И еще один пример. Шубинский ссылается (не без высокомерия) на публикацию Бенедикта Сарнова: «<…> Б. М. Сарнов счел возможным опубликовать важные фрагменты первоначальной редакции «Стихов о поэте и романтике» [Багрицкого] в собрании литературных и житейских анекдотцев («Перестаньте удивляться» // «Октябрь», 1998, № 3)». На самом деле публикация Сарнова «Перестаньте удивляться! Невыдуманные истории» вышла на в 1998, а в 1997 году (Октябрь. 1997. № 3. С. 98-129). Ошибочка? Выуженный в интернете текст? Или же симптоматичное для Шубинского скорочтение источников? (Кстати сказать, Шубинский мог бы по крайней мере разузнать, где хранится текст «первоначальной» редакции «Стихов о поэте и романтике» и сверить его с первой публикации в сборнике «Бизнес» (1929) Литературного Центра Конструктивистов.)
Не берусь судить о владении Шубинским всех источников рецензирумых им пяти томиков Mалой серии «Библиотки поэта», но выскажу предположение, что рецензент недостаточмо знаком с творчеством Багрицкого и литературой о нем.
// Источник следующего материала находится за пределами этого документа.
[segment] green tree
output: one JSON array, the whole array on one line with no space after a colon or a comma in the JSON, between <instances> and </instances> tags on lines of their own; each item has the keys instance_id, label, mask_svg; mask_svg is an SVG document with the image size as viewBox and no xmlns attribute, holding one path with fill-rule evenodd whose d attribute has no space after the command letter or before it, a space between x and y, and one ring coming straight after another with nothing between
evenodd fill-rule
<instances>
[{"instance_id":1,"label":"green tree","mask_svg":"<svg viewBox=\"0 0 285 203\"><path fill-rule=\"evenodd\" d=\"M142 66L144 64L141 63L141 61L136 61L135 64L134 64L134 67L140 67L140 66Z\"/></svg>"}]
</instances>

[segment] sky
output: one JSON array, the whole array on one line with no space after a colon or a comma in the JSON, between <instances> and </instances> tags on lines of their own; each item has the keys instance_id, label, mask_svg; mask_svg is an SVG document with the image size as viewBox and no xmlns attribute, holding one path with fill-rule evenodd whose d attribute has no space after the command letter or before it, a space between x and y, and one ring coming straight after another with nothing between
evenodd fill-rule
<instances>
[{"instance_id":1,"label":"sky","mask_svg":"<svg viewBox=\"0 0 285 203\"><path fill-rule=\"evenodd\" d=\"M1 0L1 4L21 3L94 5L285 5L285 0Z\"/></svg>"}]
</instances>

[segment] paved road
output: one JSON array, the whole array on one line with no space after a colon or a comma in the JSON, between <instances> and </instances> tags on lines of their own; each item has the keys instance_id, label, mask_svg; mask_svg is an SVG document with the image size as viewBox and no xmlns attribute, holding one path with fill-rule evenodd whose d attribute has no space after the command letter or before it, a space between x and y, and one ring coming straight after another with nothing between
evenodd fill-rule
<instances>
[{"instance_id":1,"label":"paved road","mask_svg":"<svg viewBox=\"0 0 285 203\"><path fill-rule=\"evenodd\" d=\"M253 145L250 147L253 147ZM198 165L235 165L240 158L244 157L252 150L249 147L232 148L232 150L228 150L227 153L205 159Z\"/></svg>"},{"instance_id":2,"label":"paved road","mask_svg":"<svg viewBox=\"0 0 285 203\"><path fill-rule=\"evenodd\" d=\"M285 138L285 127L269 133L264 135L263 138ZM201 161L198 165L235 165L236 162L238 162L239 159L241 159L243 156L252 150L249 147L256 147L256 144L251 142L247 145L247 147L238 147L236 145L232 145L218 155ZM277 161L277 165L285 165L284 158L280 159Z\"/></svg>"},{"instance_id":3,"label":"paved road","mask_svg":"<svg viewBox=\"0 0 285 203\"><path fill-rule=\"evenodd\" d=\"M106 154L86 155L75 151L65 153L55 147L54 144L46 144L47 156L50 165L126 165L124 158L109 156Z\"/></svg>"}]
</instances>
Иначе стал бы он называть Багрицкого «выученик[ом] акмеистов», «поэтом акмеистического круга» с такой легкостью, как будто это весьма спорное зявление не требует аргументации? И вряд ли, вряд ли Шубинский стал бы так беспечно резюмировать трагическую концовку поэмы Багрицкого «Февраль»: «Отослав подчиненных, он [герой поэмы] насилут девицу, оставив на столике «деньги за сеанс» [почему в кавычках? — у Багрицкого «сколько дать вам за сеанс?» — М. Ш.]. Стихи, с пафосом описывающие сцену изнасилования, самые знаменитые в поэмe». За пятьдсят лет до Шубинского, в разгар борьбы с «космополитизмом», Анатолий Тарасенков писал о «Феврале» Багрицкого следующее: «Поэма «Февраль» завершатся мерзкой сценой изнасилования «героем» проститутки» (Тарасенков Ан. O национальных традициях и буржуазном космополитизме // Знамя. 1950. № 1. С. 158). А еще через пятнадцать лет, 21 декабря 1977 года, Станислав Куняев в своей программной речи, произнесенной в ходе дискуссии «Классика и мы» в Центральном Доме Литераторов, так обрисовал концовку «Февраля» Багрицкого: «Поэма кончается тем, что при ликвидации публичного дома лирический герой встречает в числе проституток гимназистку, по которой вздыхал в свои юные годы, и жадно насилует» (см.: Классика и мы // Москва. 1990. № 1. С. 194; формулировка Куняева повторяется почти слово в слово в его статье «Легенда и время»). Вспоминаются еще слова Игоря Шафаревича из «Русофобии»: «[В] стихотворении же «Февраль» прорывается крайняя ненависть» (см.: Наш современник. 1989. № 11. С. 171). Тарасенков, Куняев, Шафаревич, Шубинский… Знал ли поэт Шубинский о своих предшественниках в багрицковедении? Если бы знал, то наверно постеснялся бы оказаться в такой зловещей компании.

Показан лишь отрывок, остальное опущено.